E’ ormai noto che Napoleone fosse un abilissimo ladro di opere d’Arte. Ne portò tantissime al Louvre Parigino nel corso dell’Impero francese, molte delle quali italiane – comica è quella immagine che gira su Facebook, rappresentante come sarebbe il Louvre senza opere nostrane: vuoto!
Lo stesso fece quando modificò la Pinacoteca di Brera per renderla un Louvre milanese: la sistemò e la arricchì di opere sottratte ad altri musei italiani e questo fu una fortuna per il museo e per Milano, perché ancora oggi è uno dei musei più ricchi e completi d’Italia, all’interno della quale possiamo ammirare tantissime opere dei più grandi artisti come Piero della Francesca o Caravaggio. Testimonianza delle modifiche effettuate da Napoleone a Brera è proprio una sua statua nel cortile dell’Accademia.
E’ quindi chiaro che, a differenza della moglie che la considerava provinciale, Napoleone fosse innamorato follemente di Milano. Sempre, tranne d’estate. Il Bonaparte aveva infatti presto scoperto che da fine maggio ai primi di settembre il capoluogo lombardo è estremamente caldo, una temperatura aumentata anche dal clima fortemente umido. Perciò, per sfuggire al calore, da una parte piantò un enorme numero di Platani che possiamo ammirare ancora oggi e che causano quel fastidioso polline a primavera; dall’altra, decise di rifugiarsi a Monza più fresca anche grazie al polmone verde datole dal suo immenso parco, a cui l’Imperatore poteva facilmente accedere grazie alla Villa Reale sottratta agli Asburgo. Per collegare le due città modificò una via rendendola ancora oggi tra le più grandi e importanti della città: Corso Venezia (che continua, dopo Porta Venezia, in Corso Buenos Aires, Viale Monza e Viale Brianza).
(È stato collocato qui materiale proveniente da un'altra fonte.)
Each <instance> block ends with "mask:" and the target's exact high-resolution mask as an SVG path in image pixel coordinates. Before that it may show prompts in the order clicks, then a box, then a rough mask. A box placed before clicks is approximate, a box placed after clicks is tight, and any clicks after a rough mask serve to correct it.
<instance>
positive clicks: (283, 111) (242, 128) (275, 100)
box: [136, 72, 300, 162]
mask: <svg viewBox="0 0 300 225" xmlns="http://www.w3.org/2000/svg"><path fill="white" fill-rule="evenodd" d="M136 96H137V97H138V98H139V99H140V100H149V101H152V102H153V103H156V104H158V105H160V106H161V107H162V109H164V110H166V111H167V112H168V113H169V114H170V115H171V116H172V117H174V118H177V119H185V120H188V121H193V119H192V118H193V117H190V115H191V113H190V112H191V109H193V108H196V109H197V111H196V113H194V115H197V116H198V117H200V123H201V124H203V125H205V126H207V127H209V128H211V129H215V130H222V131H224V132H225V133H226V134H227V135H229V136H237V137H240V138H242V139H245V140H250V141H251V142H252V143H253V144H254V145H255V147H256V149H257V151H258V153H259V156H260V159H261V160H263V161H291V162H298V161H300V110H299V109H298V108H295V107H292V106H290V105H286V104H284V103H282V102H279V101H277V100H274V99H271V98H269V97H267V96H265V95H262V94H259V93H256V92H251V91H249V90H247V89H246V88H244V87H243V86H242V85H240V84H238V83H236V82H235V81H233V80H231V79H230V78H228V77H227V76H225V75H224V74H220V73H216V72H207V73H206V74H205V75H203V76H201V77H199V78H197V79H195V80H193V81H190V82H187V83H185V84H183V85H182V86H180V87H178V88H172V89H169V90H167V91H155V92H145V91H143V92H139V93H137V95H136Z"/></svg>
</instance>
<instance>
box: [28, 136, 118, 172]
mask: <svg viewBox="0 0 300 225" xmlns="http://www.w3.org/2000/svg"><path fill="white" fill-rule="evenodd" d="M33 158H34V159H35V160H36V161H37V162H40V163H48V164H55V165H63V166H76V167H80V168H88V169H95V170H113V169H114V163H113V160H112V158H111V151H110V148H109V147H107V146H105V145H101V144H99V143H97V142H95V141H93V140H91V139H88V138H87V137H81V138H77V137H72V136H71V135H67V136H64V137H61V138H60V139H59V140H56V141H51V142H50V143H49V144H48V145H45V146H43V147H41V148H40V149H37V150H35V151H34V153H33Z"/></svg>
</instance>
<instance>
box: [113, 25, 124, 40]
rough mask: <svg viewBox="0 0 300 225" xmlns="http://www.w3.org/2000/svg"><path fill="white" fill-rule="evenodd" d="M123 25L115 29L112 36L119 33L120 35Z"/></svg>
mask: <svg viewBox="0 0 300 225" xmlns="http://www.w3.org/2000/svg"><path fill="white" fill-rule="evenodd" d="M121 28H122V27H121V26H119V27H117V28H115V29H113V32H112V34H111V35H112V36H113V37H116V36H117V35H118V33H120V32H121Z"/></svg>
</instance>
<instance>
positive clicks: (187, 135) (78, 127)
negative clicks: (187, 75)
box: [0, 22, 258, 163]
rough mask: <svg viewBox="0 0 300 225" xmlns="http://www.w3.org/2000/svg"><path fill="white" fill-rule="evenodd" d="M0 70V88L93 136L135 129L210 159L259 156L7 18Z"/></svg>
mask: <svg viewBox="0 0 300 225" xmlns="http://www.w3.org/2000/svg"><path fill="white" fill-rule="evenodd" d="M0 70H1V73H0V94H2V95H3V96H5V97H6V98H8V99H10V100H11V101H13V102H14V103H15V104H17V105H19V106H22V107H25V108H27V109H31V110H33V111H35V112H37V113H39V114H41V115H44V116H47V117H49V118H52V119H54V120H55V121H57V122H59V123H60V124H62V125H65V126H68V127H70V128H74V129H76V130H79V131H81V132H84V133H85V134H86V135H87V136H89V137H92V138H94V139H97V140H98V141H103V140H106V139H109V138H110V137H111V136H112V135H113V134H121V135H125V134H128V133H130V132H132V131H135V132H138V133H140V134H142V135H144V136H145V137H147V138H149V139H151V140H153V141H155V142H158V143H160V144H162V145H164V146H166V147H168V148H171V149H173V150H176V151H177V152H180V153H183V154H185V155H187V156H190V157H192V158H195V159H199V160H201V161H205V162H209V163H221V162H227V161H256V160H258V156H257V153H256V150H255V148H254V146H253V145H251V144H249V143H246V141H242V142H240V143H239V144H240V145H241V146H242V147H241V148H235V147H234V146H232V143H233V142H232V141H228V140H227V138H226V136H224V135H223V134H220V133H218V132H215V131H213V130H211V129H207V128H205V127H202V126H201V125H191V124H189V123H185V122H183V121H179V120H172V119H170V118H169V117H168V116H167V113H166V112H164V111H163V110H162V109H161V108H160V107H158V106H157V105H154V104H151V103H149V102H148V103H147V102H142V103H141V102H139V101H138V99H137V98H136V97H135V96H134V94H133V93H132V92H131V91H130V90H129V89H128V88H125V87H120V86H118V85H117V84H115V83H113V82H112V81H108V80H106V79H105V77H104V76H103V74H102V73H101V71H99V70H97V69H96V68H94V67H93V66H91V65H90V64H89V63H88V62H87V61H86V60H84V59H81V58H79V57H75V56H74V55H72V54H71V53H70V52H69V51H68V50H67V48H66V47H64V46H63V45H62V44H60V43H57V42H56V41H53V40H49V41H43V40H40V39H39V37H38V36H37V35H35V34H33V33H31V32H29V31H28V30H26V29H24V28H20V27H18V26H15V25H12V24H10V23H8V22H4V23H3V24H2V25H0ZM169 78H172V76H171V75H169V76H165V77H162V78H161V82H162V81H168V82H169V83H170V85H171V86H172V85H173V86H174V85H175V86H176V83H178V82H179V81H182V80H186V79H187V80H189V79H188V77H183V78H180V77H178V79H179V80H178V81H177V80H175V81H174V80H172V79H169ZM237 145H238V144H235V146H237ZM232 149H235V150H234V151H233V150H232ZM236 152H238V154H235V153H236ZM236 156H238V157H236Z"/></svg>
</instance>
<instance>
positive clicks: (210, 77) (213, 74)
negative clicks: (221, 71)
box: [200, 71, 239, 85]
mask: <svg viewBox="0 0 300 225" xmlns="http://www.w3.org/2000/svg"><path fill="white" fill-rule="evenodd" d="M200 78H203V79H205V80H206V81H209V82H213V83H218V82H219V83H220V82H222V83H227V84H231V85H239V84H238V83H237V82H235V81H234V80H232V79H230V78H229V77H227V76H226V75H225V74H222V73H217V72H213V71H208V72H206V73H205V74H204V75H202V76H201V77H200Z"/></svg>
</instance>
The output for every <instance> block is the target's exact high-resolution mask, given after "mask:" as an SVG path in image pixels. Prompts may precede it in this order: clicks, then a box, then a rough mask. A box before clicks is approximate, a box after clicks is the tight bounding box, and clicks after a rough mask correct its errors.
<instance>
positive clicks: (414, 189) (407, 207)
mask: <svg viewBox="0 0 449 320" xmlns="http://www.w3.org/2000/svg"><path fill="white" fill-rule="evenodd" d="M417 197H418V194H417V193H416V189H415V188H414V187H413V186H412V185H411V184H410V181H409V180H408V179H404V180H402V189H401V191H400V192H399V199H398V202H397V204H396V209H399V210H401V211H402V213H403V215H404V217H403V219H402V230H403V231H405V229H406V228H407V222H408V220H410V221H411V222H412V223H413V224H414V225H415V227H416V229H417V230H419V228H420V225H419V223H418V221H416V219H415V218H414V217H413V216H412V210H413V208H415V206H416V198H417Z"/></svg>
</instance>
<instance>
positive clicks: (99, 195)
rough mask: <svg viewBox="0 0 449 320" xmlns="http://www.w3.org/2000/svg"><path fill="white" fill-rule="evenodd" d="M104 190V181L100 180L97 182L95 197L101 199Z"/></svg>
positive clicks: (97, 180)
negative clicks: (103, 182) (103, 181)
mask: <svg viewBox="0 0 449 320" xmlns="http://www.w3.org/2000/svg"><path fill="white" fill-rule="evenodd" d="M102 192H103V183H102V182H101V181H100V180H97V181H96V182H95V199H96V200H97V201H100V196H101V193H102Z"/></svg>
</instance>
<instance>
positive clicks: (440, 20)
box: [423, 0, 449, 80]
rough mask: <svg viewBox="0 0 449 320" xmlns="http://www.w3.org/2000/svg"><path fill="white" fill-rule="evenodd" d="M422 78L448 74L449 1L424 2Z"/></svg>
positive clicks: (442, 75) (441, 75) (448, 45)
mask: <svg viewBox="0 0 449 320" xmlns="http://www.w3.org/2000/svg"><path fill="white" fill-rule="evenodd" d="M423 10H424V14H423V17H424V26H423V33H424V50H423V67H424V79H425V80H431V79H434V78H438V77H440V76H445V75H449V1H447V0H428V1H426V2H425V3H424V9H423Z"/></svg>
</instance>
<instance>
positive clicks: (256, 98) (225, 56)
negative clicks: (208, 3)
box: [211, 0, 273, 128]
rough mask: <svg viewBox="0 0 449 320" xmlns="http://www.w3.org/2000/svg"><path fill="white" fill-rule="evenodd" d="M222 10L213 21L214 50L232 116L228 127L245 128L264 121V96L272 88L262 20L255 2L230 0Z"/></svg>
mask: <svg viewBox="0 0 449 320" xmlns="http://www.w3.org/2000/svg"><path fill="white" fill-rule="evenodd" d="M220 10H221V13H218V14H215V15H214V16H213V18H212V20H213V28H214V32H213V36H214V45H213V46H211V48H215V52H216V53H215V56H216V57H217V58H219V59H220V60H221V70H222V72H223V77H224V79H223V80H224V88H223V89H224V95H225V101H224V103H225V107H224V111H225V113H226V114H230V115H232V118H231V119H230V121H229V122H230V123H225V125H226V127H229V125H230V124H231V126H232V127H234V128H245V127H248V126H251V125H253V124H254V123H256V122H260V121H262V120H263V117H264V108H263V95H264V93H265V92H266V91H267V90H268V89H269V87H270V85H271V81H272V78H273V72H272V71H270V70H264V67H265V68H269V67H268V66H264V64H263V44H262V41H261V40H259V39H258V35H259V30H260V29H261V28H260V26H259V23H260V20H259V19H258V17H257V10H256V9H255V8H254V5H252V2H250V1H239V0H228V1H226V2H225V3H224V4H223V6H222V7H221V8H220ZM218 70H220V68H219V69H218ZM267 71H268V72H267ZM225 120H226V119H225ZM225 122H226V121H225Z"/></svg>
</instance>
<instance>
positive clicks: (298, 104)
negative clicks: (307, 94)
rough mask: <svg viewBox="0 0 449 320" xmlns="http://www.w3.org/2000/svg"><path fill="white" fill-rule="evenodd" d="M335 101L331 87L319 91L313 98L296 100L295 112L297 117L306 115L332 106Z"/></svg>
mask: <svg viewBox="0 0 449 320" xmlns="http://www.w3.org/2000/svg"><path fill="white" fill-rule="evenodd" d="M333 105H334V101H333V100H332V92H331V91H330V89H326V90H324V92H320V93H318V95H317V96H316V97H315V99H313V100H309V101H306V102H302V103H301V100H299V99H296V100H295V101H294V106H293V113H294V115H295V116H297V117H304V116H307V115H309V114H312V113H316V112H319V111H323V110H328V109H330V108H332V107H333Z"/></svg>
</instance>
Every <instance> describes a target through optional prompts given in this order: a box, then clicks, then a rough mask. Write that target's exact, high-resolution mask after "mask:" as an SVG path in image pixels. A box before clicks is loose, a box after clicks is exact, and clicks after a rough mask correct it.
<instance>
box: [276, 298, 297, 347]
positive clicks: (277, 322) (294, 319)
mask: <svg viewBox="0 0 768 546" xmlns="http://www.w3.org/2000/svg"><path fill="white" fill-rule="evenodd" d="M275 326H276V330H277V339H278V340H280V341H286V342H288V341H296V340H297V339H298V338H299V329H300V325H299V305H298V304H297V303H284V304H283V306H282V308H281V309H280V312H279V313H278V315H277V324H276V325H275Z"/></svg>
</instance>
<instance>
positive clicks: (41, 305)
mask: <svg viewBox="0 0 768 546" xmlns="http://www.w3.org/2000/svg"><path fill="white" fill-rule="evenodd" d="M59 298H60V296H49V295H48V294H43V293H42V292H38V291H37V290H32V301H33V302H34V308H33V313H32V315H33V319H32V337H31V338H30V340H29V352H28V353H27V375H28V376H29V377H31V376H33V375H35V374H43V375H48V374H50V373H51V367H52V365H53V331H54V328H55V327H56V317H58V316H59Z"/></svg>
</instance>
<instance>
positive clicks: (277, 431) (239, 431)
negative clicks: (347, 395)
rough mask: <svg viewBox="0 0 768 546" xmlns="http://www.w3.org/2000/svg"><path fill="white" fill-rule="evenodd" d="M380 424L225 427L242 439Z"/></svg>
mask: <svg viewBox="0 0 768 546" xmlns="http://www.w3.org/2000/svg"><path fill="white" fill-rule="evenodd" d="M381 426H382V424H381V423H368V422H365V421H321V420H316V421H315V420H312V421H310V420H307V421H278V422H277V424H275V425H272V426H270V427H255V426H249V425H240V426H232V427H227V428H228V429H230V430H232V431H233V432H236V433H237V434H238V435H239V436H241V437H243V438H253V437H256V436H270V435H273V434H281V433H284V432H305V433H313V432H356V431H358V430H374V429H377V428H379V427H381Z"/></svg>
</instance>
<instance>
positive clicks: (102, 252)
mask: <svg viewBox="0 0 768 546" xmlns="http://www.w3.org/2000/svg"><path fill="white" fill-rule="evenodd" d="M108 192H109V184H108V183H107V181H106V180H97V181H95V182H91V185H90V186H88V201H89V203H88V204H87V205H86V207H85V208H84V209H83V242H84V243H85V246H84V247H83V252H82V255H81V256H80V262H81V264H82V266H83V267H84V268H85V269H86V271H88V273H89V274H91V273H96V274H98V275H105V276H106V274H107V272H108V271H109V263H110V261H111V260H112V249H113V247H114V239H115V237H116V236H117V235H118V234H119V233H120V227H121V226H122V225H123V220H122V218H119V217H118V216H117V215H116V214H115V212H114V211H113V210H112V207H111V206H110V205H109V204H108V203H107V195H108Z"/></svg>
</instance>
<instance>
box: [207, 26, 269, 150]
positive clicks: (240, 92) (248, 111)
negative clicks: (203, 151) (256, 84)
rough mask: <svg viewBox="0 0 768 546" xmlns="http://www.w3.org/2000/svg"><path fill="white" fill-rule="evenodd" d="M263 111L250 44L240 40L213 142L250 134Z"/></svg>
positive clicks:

La magnificenza di questa enorme via, larga a livello di strada era resa dalla presenza dei bellissimi edifici neoclassici, robusti, colorati e possenti che egli vi fece costruire: ancora oggi, passeggiare da Corso Buenos Aires fino a Piazza San Babila, dove termina Corso Venezia, è tra le cose più suggestive e belle da fare a Milano.
Infine, una piccola modifica Napoleone la effettuò anche su Palazzo Reale, il monumento che oggi ospita le più grandi e importanti mostre della città. Una residenza simbolica per il legame Milano-Francia: fin dall’epoca sforzesca, infatti, quando Milano entrò nella sfera francese prima di cadere sotto gli spagnoli, molti Re d’oltralpe nelle loro visite meneghine soggiornavano in questo edificio, e lo stesso Francesco Sforza lo preferì al Castello Sforzesco – più militare – perché voleva rendersi simile alle altre magnifiche ed eleganti corti rinascimentali, italiane e non. E così, mentre la moglie Giuseppina aveva preferito soggiornare nella Villa Reale di Palestro (che oggi ospita la Galleria d’Arte Moderna) dove peraltro faceva venire anche il suo amante, Napoleone modificò l’interno del Palazzo creando una sala pubblica per ricevere gli ospiti e per gli affari pubblici, e una privata per lui. E, se oggi lo chiamiamo Palazzo Reale, è per volere dell’Imperatore, che gli diede questo nome dopo che fino a quel momento era chiamato Regio-Duca Palazzo.
La Milano napoleonica, quindi, è un percorso interessante da fare se si è turisti curiosi, amanti di Parigi o cittadini che poco conoscono della propria città.